Ghouls Week: CEMETERY MAN found love in a hopeless place
Welcome back, goblins and ghouls, to the fourth annual installment of SpookyJawn! Each October, our love of horror fully rises from its slumber and takes over the MovieJawn website for all things spooky! This year, we are looking at ghosts, goblins, ghouls, goths, and grotesqueries, week by week they will march over the falling leaves to leave you with chills, frights, and spooky delights! Read all of the articles here!
by Zakiyyah Madyun, Staff Writer
Michele Soavi’s Cemetery Man (1994) combines the grotesque, the sultry, and the existential with a modern beat that could only have come to fruition in the ‘90s. A frequent collaborator with Dario Argento, Soavi’s odd-ball gothic romance is a “B-movie” that deserves to be remembered. In many ways, it plays out like a meeting of the minds: Hartley, Scorscese, Fellini…Henson? The labyrinth of Cemetery Man is unafraid to borrow and reference, and, in doing so, it bends genre conventions to create something rather refreshing.
Our playfully droll anti-hero is Francesco Dellamorte, played to leading-man perfection by an underrated Rupert Everett. He dresses to the likeness of The Verve frontman Richard Ashcroft and speaks with a limp cigarette between his lips. Dellamorte is the keeper of the Buffalora Cemetery, a damp gothic graveyard where the dead mysteriously come back to life seven days after they’ve been buried. With the help of his assistant Gnagi, a pistol, and a blunt spade, Dellamorte sends the Returners back into the ground where they belong.
Dellamorte exists in a perpetual hell: the repetitive and lonely nature of his existence only broken by occasional visits from various townspeople: a mayor, a detective, a kind older woman with a walker. Rife with gossip and corrupt politics, they foil the Returners as the dead-living. They outcast Dellamorte, repeatedly mischaracterizing him as an engineer and spreading rumors about his presumed impotence. His life is shaken up by the appearance of Anna Falchi’s nameless She, a character he falls in love with almost instantly. In tune with the repetitive nature of the film, She continually appears in various doomed iterations. As is horror tradition, sex and death are star crossed-lovers, and in Cemetery Man, this story plays out at face-value.
Like many of its counterparts, Cemetery Man is not without its misogyny. Falchi’s character is about as fleshed out as the Spirit Halloween-style Grim Reaper that approaches Dellamorte in the second act. She serves as more of a representation of haunting beauty and sexuality in the film than as an actual human woman. She delivers several particularly wince-worthy lines in her second iteration, when she returns from the dead as the Mayor’s secretary. The indiscriminate idolization and damnation of her character by Dellamorte help reveal the unsavoriness of his character.
Dellamorte’s witty dialogue, snappy narration, and classically handsome looks help conceal, in the words of Anatomy of a Fall’s Sandra Voyter, “something dirtier and meaner.” In a comic line, he reveals that he has only read two books his entire life: one never finished, and one being the phone book. He treats Gnagi with a cruel dismissiveness and everyone else with a loner’s scorn. He constantly laments his existence, recounting dryly, “We all do what we can not to think about life.” When he eventually goes on a maniacal killing spree in the Buffalora town square, we come to see his character as he is.

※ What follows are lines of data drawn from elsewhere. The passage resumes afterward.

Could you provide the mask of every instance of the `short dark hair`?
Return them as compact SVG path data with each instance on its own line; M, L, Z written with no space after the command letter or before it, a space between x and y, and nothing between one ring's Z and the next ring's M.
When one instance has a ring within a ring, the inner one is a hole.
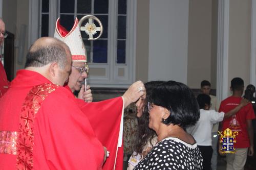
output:
M192 90L181 83L169 81L158 86L149 102L169 110L169 117L162 120L165 125L177 125L185 129L200 118L199 107Z
M244 84L243 79L239 77L236 77L231 81L231 88L233 91L242 90Z
M56 62L61 68L63 68L67 64L67 60L66 50L61 43L52 43L33 51L30 48L27 55L25 67L42 67Z
M203 87L203 86L209 86L210 87L210 83L209 81L207 80L203 80L201 82L201 88Z
M138 118L138 136L140 137L135 144L135 151L138 154L142 154L145 145L148 142L152 147L154 147L152 141L157 135L156 132L148 128L150 117L147 107L145 104L147 103L147 99L151 98L152 91L154 90L154 88L164 82L164 81L154 81L148 82L144 84L146 97L144 101L143 109L142 110L143 114L141 117Z
M200 94L197 97L197 103L200 109L204 109L205 104L210 105L210 97L205 94Z
M246 90L249 90L251 92L255 92L255 86L252 84L249 84L246 87Z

One can only wonder if Soavi intended to weave into Dellamorte the threads of a gothic Travis Bickle or if Martin Scorscese was reminded of his own work when he reportedly named Cemetery Man one of the best Italian horror films of the ‘90’s.
With a gnarly and often uncomfortable eroticism that could have only been borne of the time, Cemetery Man flash pans between the sexy and revolting at a speed that will make you lose your lunch. In one of the funniest moments of the film, Dellamorte and a widower hook up on her recently deceased husband’s grave. “He would’ve liked to know,” is her answer to his brief hesitation.

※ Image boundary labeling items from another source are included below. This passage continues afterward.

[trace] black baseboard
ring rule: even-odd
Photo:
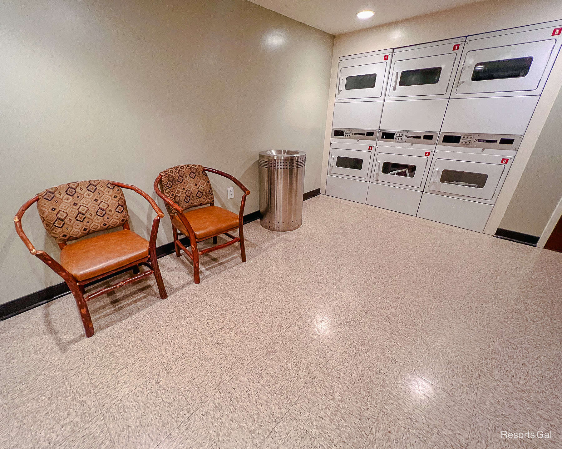
[[[540,238],[536,235],[517,232],[515,231],[510,231],[509,229],[502,229],[501,228],[497,228],[494,236],[505,240],[522,243],[523,245],[528,245],[531,246],[536,246],[538,243],[538,239]]]
[[[307,200],[312,198],[313,196],[316,196],[317,195],[320,195],[319,188],[307,192],[302,196],[304,200]],[[261,214],[260,213],[259,210],[256,210],[255,212],[250,212],[249,214],[246,214],[244,215],[244,224],[245,225],[255,220],[258,220],[261,218]],[[186,247],[189,246],[189,239],[187,237],[180,239],[180,241]],[[160,258],[164,257],[165,255],[171,254],[174,250],[174,242],[170,242],[170,243],[166,243],[160,246],[157,246],[156,255]],[[127,270],[119,271],[111,276],[100,279],[94,283],[109,279],[113,276],[122,274],[126,271]],[[0,304],[0,321],[3,320],[7,320],[24,312],[27,312],[28,310],[30,310],[39,306],[42,306],[58,298],[67,295],[70,293],[70,290],[69,289],[66,284],[65,282],[60,282],[55,285],[46,287],[38,291],[30,293],[29,295],[25,295],[16,299],[13,299],[11,301],[8,301],[7,303]]]
[[[302,195],[302,199],[310,200],[311,198],[320,195],[320,187],[318,188],[315,188],[314,190],[311,190],[310,192],[306,192],[303,195]]]

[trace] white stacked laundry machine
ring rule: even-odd
[[[559,52],[561,34],[558,21],[383,52],[392,63],[386,96],[377,97],[377,113],[369,114],[375,120],[370,131],[380,128],[370,136],[377,136],[374,154],[361,165],[360,188],[350,184],[341,194],[333,183],[327,194],[482,232]],[[347,83],[342,62],[340,87]],[[329,175],[338,170],[334,150],[342,146],[336,123],[347,120],[348,139],[362,132],[354,123],[366,123],[359,109],[346,113],[339,101]]]
[[[364,203],[392,50],[340,58],[326,194]]]
[[[393,52],[368,204],[418,212],[464,41]]]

Despite its unsettling moments, Cemetery Man gets a lot right when it comes to comedy-horror. Practical effects abound, and the combination of kitschy puppetry and realistic gore hit the mark. Returner deaths range from creative to downright hilarious, and the absurdity only increases as the film drags on. A personal favorite moment is when a gang of motorcyclists, recently buried after a head on collision, ride out (to impressive heights) from beneath the soil on their bikes.
Cemetery Man comes to a close with a bloodbath and an increasingly cold Dellamorte. “You and I are both the same,” he says to Death himself. “We kill out of indifference.” But we come to find that Dellamorte isn’t totally indifferent. In a last ditch attempt to leave town, Dellamorte and Gnagi speed down a tunnel labeled Not Buffalora, only to find nothing.
“I should have known it.” he says with resignation. “The rest of the world doesn’t exist.” In this unexpected finish, Cemetery Man emphasizes the horror in both apathy and passion.